While a bout of bacterial food poisoning can cause a little distress for average adults, it is extremely serious for elderly adults. Some of a senior’s most desired comfort foods—eggs, poultry, milk, cheese and deli meats—are among the list of foods that are high risk for harboring bacteria that can make them very sick. Every year, bacterial food poisoning affects millions of elderly adults across the country. Family caregivers need to take extra precautions to prevent their aging loved one from getting sick.
What Exactly is Bacterial Food Poisoning?
When food is not cooked well enough, mishandled, or allowed to sit for too long in a certain dangerous temperature, it can become a home for bacteria such as listeria and salmonella. When the bacteria are ingested, the body tries to fight them off as they spread throughout the body. A person’s immune system is usually able to resist all but the strongest attacks. However elderly adults have a weakened immune system and may not be able to stop the spread of bacteria in the body.
Salmonella food poisoning is usually spread through food that has been contaminated by human or animal waste. It is often found in milk, eggs, poultry and meat. The contamination can take place when the bacteria get on the food through soil, human handling and cross-contamination with other food or utensils. The Listeria bacteria is more likely to be found in raw food like raw milk, deli meat, undercooked meat and raw vegetables.
How Bacterial Food Poisoning Affects Elderly Adults
Because elderly adults have a weaker immune system, they are more likely to develop serious food poisoning. Symptoms include watery stools, high fever, stomach cramps, dehydration, aching muscles and vomiting. In extreme cases, food poisoning can result in headaches, shaking, muscle spasms and dizziness. The real danger comes when the bacterial infection reaches the heart, brain, spine and bones. It’s then that life-threatening conditions can happen, such as inflammation to the heart or brain membranes.

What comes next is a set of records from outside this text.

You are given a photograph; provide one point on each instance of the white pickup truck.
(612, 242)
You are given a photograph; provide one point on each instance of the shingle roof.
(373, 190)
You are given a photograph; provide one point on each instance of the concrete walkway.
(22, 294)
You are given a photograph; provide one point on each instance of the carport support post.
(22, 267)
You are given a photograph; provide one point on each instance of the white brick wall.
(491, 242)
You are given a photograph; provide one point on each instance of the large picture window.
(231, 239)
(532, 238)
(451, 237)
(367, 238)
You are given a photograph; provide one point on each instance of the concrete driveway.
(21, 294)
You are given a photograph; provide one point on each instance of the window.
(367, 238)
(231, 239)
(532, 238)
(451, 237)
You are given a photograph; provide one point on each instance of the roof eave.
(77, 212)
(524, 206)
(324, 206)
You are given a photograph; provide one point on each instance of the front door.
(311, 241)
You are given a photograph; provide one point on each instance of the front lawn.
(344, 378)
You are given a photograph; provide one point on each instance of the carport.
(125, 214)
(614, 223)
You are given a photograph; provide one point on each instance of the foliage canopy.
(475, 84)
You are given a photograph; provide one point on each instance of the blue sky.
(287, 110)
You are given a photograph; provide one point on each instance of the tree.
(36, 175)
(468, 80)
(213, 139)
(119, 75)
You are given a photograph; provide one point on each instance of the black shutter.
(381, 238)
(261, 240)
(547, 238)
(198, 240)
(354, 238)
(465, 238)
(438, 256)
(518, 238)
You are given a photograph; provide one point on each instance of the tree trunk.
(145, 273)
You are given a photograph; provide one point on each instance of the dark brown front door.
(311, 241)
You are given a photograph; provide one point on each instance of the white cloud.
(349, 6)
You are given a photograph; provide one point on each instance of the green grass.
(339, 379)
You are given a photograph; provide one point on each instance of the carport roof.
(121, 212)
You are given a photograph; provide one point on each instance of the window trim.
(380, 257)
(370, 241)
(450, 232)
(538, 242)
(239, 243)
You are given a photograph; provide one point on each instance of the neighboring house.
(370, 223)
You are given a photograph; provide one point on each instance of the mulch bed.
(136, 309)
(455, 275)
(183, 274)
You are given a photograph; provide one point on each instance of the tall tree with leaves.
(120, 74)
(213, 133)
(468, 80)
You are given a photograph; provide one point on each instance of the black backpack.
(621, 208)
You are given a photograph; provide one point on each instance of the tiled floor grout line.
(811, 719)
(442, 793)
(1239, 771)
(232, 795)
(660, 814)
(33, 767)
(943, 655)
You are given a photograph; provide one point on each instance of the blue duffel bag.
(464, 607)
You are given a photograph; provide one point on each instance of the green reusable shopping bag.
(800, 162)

Preventing Bacterial Food Poisoning
Family caregivers can implement house rules when it comes to preparing and storing food. Caregivers also need to pass on the information to senior care aides, other family members and senior community services. Caregivers of any background should always wash their hands before handling food, keep any leftover foods refrigerated and cook raw meat thoroughly. They should also keep seniors from eating some of the top trouble foods, like undercooked eggs. All fruits and veggies should be thoroughly washed. Finally, it’s important for caregivers and senior care aides to avoid cross contamination by keeping raw food away from cooked items and not using the same knife for raw meat on other foods.
Bacterial food poisoning in the elderly is not something that family caregivers should be taking lightly. If there are any signs of bacterial food poisoning in an elderly adult, they should be taken to the doctor immediately.